Unionsbürger, die sich seit fünf Jahren ständig rechtmäßig entsprechend den Bestimmungen des Freizügigkeitsrechts im Bundesgebiet aufgehalten haben, erwerben ein Daueraufenthalts-recht. In Ausnahmefällen wird ein Daueraufenthaltsrecht bereits nach 3 Jahren erteilt. Auf­grund des Rechtskreiswechsels in ein Daueraufenthaltsrecht ist es innerhalb dieser Fristen erforderlich, regelmäßig das Vorliegen der Voraussetzungen zu überprüfen. Die Clearingstel­len hätten in diesem Zusammenhang die Möglichkeit, einen nicht-vorhandenen Krankenversi­cherungsschutz festzustellen und diese Information den zuständigen kommunalen Ausländer­behörden zukommen zu lassen.

Wie aus einer Anfrage im Integrationsrat der Stadt Gelsenkirchen hervorgeht, erfolgte von Seiten der Clearingstelle Gelsenkirchen allerdings keinerlei Weitergabe von Informationen an die zuständige kommunale Ausländerbehörde, wenn nicht erwerbstätige Unionsbürger über keinen bzw. keinen ausreichenden Krankenversicherungsschutz sowie über mangelnde Exis­tenzmittel verfügen.11 In 5.395 von 5.884 Fällen lag bei den Ratsuchenden die Fallkonstellation vor, dass bei Unionsbürgern kein ausreichender Krankenversicherungsschutz vorlag. Von Sei­ten der stellvertretenden Vorsitzenden der SPD Gelsenkirchen wird dieses Nichthandeln sogar ausdrücklich gebilligt. Die Sozialdezernentin meint gar: „Die Clearingstelle ist das Eintrittstor, da passiert viel mehr als nur die rechtliche Klärung. Sie ist ein Erstkontakt für die Integrations­arbeit. Wenn sie sich verstetigt, dann ist das eine Anerkennung für eine Stadt, die so viele Sozialherausforderungen leistet wie Gelsenkirchen.“12 Damit verkennt sie, dass ein Erstkon­takt für die Integrationsarbeit nicht zur EU-Arbeitnehmerfreizügigkeit passt. Abgesehen von der erforderlichen Sprachförderung sollte Integrationsarbeit bei Unionsbürgern grundsätzlich überflüssig sein. Stattdessen kann eigeninitiatives Handeln erwartet werden.

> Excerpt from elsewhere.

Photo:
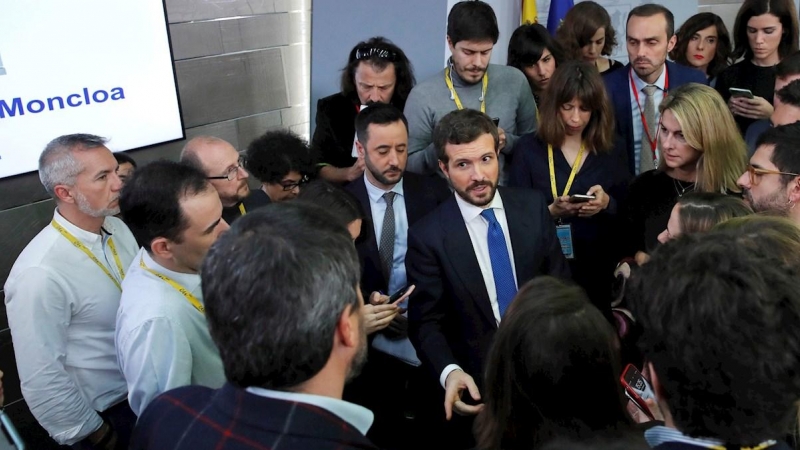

Die ausbleibende Datenweitergabe der Clearingstelle ist fatal, da das Nichtbestehen der EU-Freizügigkeitsberechtigung nur von der zuständigen Ausländerbehörde festgestellt werden kann. Die Clearingstelle soll – auch eigenen Angaben folgend – insbesondere nicht-versicher­ten EU-Ost-Zuwanderern den Zugang zum deutschen Krankenversicherungssystem ermögli-chen.13 Als erfolgreicher Fall wird insbesondere die Zuführung in eine Krankenversicherung gewertet. Das verkennt die Grundintention der EU-Freizügigkeit, bei der es sich um eine Ar­beitnehmerfreizügigkeit handelt. Dabei muss der Krankenversicherungsschutz – als Voraus­setzung der EU-Freizügigkeit – grundsätzlich bereits bei der Einreise vorliegen, keinesfalls aber erst durch soziale Träger, finanziert aus dem Landeshaushalt, hierzulande organisiert werden. Wie aus der Antwort der Landesregierung auf eine Kleine Anfrage hervorgeht, wurden die Clearingstellen seit 2016 mit insgesamt 5 Mio. Euro aus Landesmitteln gefördert.14

Wie die Anfrage im Integrationsrat der Stadt Gelsenkirchen weiterhin ergab, ging die Initiative in der Clearingstelle in 3.517 von 5.884 Fällen15 von EU-Bürgern aus. In 212 von 5.884 Fällen scheiterte die Klärung an der fehlenden Mitwirkung der Betroffenen. Bei diesen 212 Fällen handelte es sich zu 86 Prozent um rumänische Staatsbürger.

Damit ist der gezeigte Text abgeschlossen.